Issues of method have been at the forefront of debates about femi­nist sociology. In Chapter 4 three strands to the debates are explored. First, the role of feminists in disputes between quantitative and quali­tative methods. Second, challenges to positivist ideas about the selec­tion of research questions and standpoints. Third, issues of reflexivity highlighted by feminists. All these strands are drawn together with new postmodern challenges to sociological research. These are the focus of Chapter 8.

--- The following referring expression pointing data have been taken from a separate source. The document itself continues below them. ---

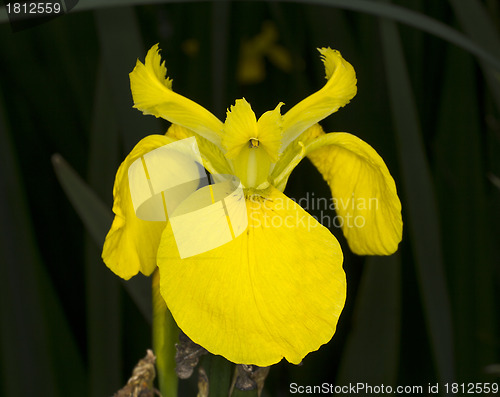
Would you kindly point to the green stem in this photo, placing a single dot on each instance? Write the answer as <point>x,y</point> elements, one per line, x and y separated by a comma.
<point>165,335</point>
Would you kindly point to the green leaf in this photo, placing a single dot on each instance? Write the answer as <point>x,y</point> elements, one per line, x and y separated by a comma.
<point>104,329</point>
<point>97,219</point>
<point>121,45</point>
<point>460,149</point>
<point>219,372</point>
<point>478,25</point>
<point>372,352</point>
<point>419,204</point>
<point>38,353</point>
<point>165,336</point>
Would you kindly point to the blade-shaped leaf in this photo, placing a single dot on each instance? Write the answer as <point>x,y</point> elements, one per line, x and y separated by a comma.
<point>39,355</point>
<point>420,204</point>
<point>103,289</point>
<point>97,219</point>
<point>377,317</point>
<point>480,27</point>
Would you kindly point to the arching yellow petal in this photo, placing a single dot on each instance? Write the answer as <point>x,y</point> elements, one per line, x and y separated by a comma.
<point>364,193</point>
<point>337,92</point>
<point>275,291</point>
<point>152,93</point>
<point>131,244</point>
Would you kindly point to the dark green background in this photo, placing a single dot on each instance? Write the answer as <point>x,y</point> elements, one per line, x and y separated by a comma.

Chapter 5 explores the origins of feminist sociology in the Enlightenment, through Fuller, Wollstonecraft, Martineau, Beecher, Addams and the women of the Chicago School, Beatrice Webb, Barbara Wootton, and so on. The historical origins of the different schools of feminist sociology will be traced. Parallels with the role of women in the development of anthropology will also be drawn. The tensions between theorising and empirical research, between the ivory tower and political engagement, between sociology and social policy, and between the public and the private will be explored. The analysis of how the feminist pioneers of Chicago sociology were expelled from the sociology department and expunged from its history published in Women’s History Review (Delamont, 1992a) will be developed. Parallel accounts of other key institutions will be presented. A contrast with anthropology, whose longue duree is more inclusive of founding mothers, is illuminating.

In 1971 the Schwendingers wrote a paper ‘Sociology’s founding fathers: sexists to a man?’. In 2002 that claim is a starting point for examining the contribution of feminist sociologists in general, and British feminist sociology in particular, to the work of re-evaluating the founding fathers and to future scholarship on their ideas. Chapter 6 examines how feminist sociologists have engaged with the fundamental texts of Marx, Weber, Durkheim and Mead, and with the schools of thought in sociology that have developed from those founding fathers. Then it will explore how feminists have engaged with the ideas of key twentieth-century scholars, especially Merton and Parsons, Bourdieu and Beck. Feminism’s uneasy relationship with Freud will also be explained. The chapter will then explore feminist sociology’s engage­ment with the major theoretical schools of the present day and the fore­seeable future — foreshadowing Chapter 8.

Chapter 7 explores how far feminist sociology has become simply another specialist sub-field, and how far — if at all — its ideas have impacted on malestream sociological theories. This chapter focuses on the interfaces between feminist sociologies and the malestream. In some ways — such as the number of women at all ranks of the profession, on the boards of journals, active in professional associations and in the focus of empirical work — feminist sociology has changed the malestream. In others, however, nothing has changed. Books are still being written that cite no women, ignore feminism, and reproduce sex­ist ideas without commentary. It is possible to see feminist sociology as ‘just’ another sub-field, like the sociology of science or education, that is irrelevant to the big debates.

The fin-de-siecle, as in the equivalent eras in the 1790s and 1890s, saw moral panics about sex, gender and sexuality in capitalist society. Outwith academic sociology, some commentators argued that feminism had gone too far and was endangering male sanity, and was even desta­bilising society. Others produced spurious, pseudo-science to the effect that feminism was doomed to fail because it was ‘against nature’. Inside academic sociology the rise of postmodernism challenged all the schools of feminist sociology by removing their essentialist categoric base(s) (class, gender, sisterhood) and challenging the ‘data’ beloved of Fabian sociologists and liberal feminists. Chapter 8 addresses the challenges from postfeminism and postmodernism and explores how feminist sociology has responded.

The conclusion in Chapter 9 is more speculative, as it outlines the future tasks, responsibilities and goals of feminist sociology, the paral­lel responsibilities of those in the malestream, and sets an agenda of theoretical, empirical and methodological priorities.